Letal e sem cura, a raiva é uma zoonose, o que significa que pode ser transmitida ao ser humano , e exige vigilância constante.
“As vacinas podem ser adquiridas nas diversas casas agropecuárias de Minas Gerais cadastradas no IMA”, recomenda a coordenadora do Programa Nacional de Controle da Raiva dos Herbívoros (PNCRH) em Minas Gerais, Daniela Lamas.
A vacinação é a forma mais eficaz de prevenção. O produtor que perde animais para a doença sofre prejuízos financeiros significativos, além de gerar riscos à saúde pública.

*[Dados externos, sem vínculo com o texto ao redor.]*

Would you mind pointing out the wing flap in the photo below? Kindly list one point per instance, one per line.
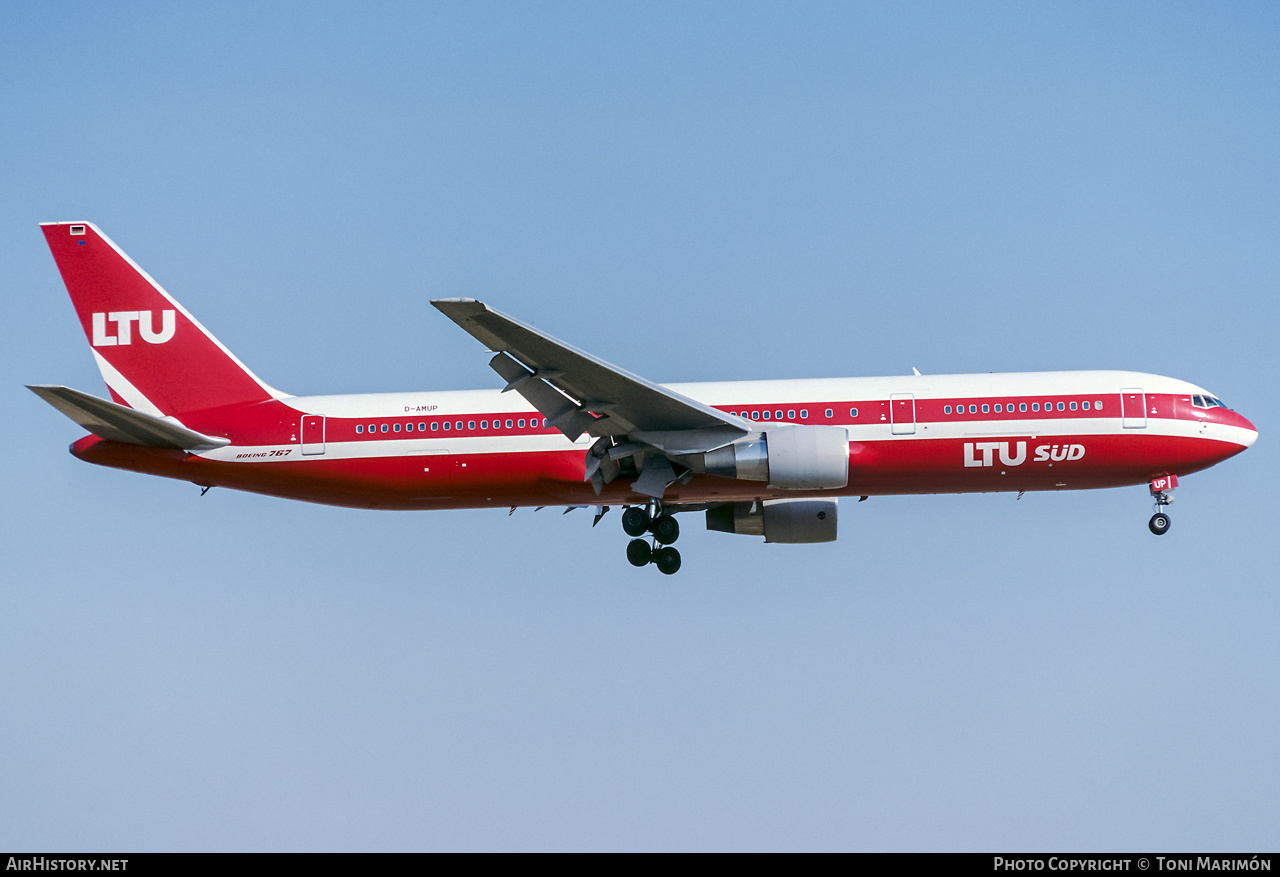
(119, 423)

Daniela Lamas também salienta que a vacinação do rebanho deve ser declarada em uma unidade de atendimento do IMA, por meio do preenchimento de formulários específicos, ou de forma virtual, pelo Portal do Produtor .
Essa declaração, de acordo com a coordenadora, é fundamental para que a instituição possa monitorar a cobertura vacinal, identificar áreas de maior vulnerabilidade e direcionar ações de controle com precisão, o que protege o rebanho, a economia e a saúde dos cidadãos na região.
Sintomas
Em caso de suspeita da doença, o produtor deve isolar o animal e comunicar a unidade mais próxima do IMA. A raiva pode se manifestar com sintomas como: dificuldade de engolir parecendo que está engasgando, comportamento apático, salivação excessiva e dificuldade de locomoção.

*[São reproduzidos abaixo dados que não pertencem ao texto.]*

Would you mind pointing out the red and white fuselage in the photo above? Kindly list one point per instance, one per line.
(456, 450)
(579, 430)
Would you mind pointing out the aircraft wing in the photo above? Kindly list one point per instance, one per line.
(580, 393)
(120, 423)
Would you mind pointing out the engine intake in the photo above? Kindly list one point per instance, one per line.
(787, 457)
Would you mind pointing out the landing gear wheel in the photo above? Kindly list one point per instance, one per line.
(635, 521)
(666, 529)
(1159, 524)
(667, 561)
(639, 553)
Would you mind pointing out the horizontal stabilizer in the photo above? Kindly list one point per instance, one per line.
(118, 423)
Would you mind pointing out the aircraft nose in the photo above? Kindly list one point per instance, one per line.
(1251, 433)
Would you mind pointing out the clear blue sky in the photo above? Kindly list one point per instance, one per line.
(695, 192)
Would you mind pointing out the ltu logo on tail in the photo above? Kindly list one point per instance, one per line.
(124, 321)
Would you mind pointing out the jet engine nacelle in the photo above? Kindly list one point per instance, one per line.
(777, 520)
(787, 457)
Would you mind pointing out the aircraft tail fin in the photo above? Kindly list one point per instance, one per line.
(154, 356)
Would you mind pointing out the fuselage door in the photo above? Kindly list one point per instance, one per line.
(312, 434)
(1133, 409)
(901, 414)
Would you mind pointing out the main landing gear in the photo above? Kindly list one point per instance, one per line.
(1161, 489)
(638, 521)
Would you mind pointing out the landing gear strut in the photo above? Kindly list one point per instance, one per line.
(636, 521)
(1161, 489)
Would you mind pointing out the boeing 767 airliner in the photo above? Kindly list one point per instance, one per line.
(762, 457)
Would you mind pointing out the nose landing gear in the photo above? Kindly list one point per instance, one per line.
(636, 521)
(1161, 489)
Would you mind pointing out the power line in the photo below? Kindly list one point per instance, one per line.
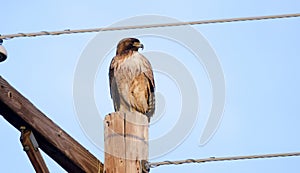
(214, 159)
(68, 31)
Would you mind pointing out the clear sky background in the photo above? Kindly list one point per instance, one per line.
(260, 61)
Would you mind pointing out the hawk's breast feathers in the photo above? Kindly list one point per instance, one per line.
(131, 80)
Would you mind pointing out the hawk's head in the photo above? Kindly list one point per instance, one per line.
(128, 44)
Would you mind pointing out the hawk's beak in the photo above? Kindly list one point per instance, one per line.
(138, 45)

Medidas de monitoramento e controle
O IMA monitora e desenvolve medidas para prevenir a doença. As ações envolvem controle de morcegos hematófagos, vigilância epidemiológica, orientação técnica a produtores, conscientização da população local e coletas para diagnóstico laboratorial.

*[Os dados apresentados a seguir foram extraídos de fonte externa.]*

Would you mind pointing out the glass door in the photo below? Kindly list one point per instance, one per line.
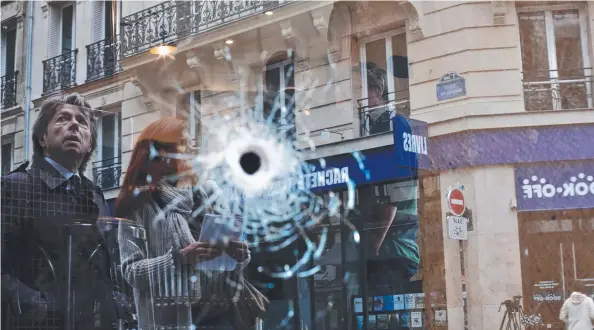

No conceito de saúde única, o IMA notifica todos os casos positivos de raiva dos herbívoros para a Secretaria de Estado de Saúde de Minas Gerais (SES-MG) . Além disso, ações em conjunto com outros órgãos de defesa sanitária de outros estados ocorrem, para fortalecer e ampliar as áreas de controle da doença.
Sobre a doença
O principal transmissor da raiva para os herbívoros é o morcego hematófago Desmodus rotundus, que se alimenta de sangue. Para controlar essa população, o IMA realiza ações técnicas de captura, estratégia que interrompe a cadeia de transmissão da doença. O instituto também alerta: ao encontrar morcegos caídos ou voando durante o dia, a orientação é não tocar no animal e informar imediatamente o órgão.